Thursday, March 7, 2013

"We have so many more questions for Mr. Lew"

When you are a technocrat for the crony elite, you don't have to be bothered with questions posed by Senators when you are up for confirmation as Treasury Secretary. You especially don't have to answer questions about unusual bonuses you have received and accounts you have overseas at notorious tax havens. Why the gall of these Senators.

AccountingToday reports:
The Senate has confirmed Jacob Lew as the next Secretary of the Treasury, succeeding Timothy Geithner.[...]

Several senators were critical of Lew and 26 voted against his confirmation, including Sen. Charles Grassley, R-Iowa, ranking member of the Senate Judiciary Committee and former chairman of the Senate Finance Committee, who had questioned Lew during his confirmation hearings.

“Mr. President, the problem we face with Mr. Lew’s nomination is that the Senate does not have answers to basic factual questions about Mr. Lew,” he said in a speech on the Senate floor Wednesday. “How can we make an informed choice on his nomination? For example, when Mr. Lew worked at tax-exempt New York University, he was given a subsidized $1.4 million mortgage. Now, Mr. Lew claims that he cannot remember the interest rate he paid on his $1.4 million mortgage that tax-exempt New York University gave him. Does this pass the laugh test? I asked Mr. Lew to provide details of the mortgage to Congress. He refused repeated requests for full details and documentation of this taxpayer-subsidized mortgage. The explanations he did provide were needlessly complex, making it almost impossible to understand the structure of his loan. What is he hiding? Why can’t Congress get a straight answer out of him? When Mr. Lew was executive vice president of NYU, the school received kickbacks on student loans from Citigroup. Then, Mr. Lew went to work for Citigroup. When I asked Mr. Lew if he had any conversations with Citigroup about these kickbacks while he was at NYU, he once again ‘could not recall.’ I asked for any documents related to his involvement in the kickbacks. He refused to search for them. Did those conversations occur? We don’t know. On Monday, The New York Times uncovered a $685,000 payment NYU gave Jack Lew on his way out the door. The New York Times called the payment ‘unusual.’ It’s a shame that Mr. Lew failed to provide these details as part of his confirmation process, leaving us to rely on the press to dig out the details. He told the Finance Committee that he received ‘severance pay’ from NYU but did not disclose the amount. The dictionary defines ‘severance pay’ as, ‘A sum of money usually based on length of employment for which an employee is eligible upon termination.’ Was Mr. Lew terminated? If so, why was he terminated? If not, was the severance package really a parting gift from the university? I don’t know the answers to those questions, because Mr. Lew was not forthcoming with answers.

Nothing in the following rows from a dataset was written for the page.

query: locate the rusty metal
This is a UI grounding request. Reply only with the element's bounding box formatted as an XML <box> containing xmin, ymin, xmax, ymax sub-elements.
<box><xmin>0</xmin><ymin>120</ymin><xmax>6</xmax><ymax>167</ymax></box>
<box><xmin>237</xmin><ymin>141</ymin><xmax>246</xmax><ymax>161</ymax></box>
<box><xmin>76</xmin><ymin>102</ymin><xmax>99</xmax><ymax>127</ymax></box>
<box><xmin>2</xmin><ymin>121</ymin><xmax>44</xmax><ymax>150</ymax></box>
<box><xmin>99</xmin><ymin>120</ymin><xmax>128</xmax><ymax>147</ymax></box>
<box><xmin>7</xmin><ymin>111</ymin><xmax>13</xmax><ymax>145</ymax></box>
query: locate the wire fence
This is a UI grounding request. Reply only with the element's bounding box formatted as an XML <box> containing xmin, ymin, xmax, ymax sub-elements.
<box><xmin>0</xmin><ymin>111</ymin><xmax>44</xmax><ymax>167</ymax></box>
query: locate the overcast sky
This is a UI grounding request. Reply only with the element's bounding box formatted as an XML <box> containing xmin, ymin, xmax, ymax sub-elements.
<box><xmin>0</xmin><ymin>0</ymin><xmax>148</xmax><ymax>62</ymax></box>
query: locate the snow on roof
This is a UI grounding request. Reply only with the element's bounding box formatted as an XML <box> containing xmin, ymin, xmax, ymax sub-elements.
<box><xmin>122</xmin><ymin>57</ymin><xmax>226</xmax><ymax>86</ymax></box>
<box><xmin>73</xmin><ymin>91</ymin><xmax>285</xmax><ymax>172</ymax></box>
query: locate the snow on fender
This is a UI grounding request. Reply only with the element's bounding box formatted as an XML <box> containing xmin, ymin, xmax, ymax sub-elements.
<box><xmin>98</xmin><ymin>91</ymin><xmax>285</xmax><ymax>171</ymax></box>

"When it comes to questions about investments in the Cayman Islands, things get even less transparent," Grassley added. "Mr. Lew claims he did not know that Ugland House was a notorious tax haven. He claims he did not know that he had his money in the Cayman Islands. He claims he was not aware of any Citigroup Cayman Islands accounts. Again, it doesn’t pass the laugh test. President Obama and Chairman Baucus had highlighted Ugland House as a problem. When Mr. Lew was at Citigroup, for years, he signed documents that disclosed the fact that he was investing money in the Cayman Islands. His distinctive signature was just inches away from the words ‘Ugland House,’ ‘Grand Cayman’ and ‘Cayman Islands.’ He claims now that he did not know where his money was going.  We have so many more questions for Mr. Lew.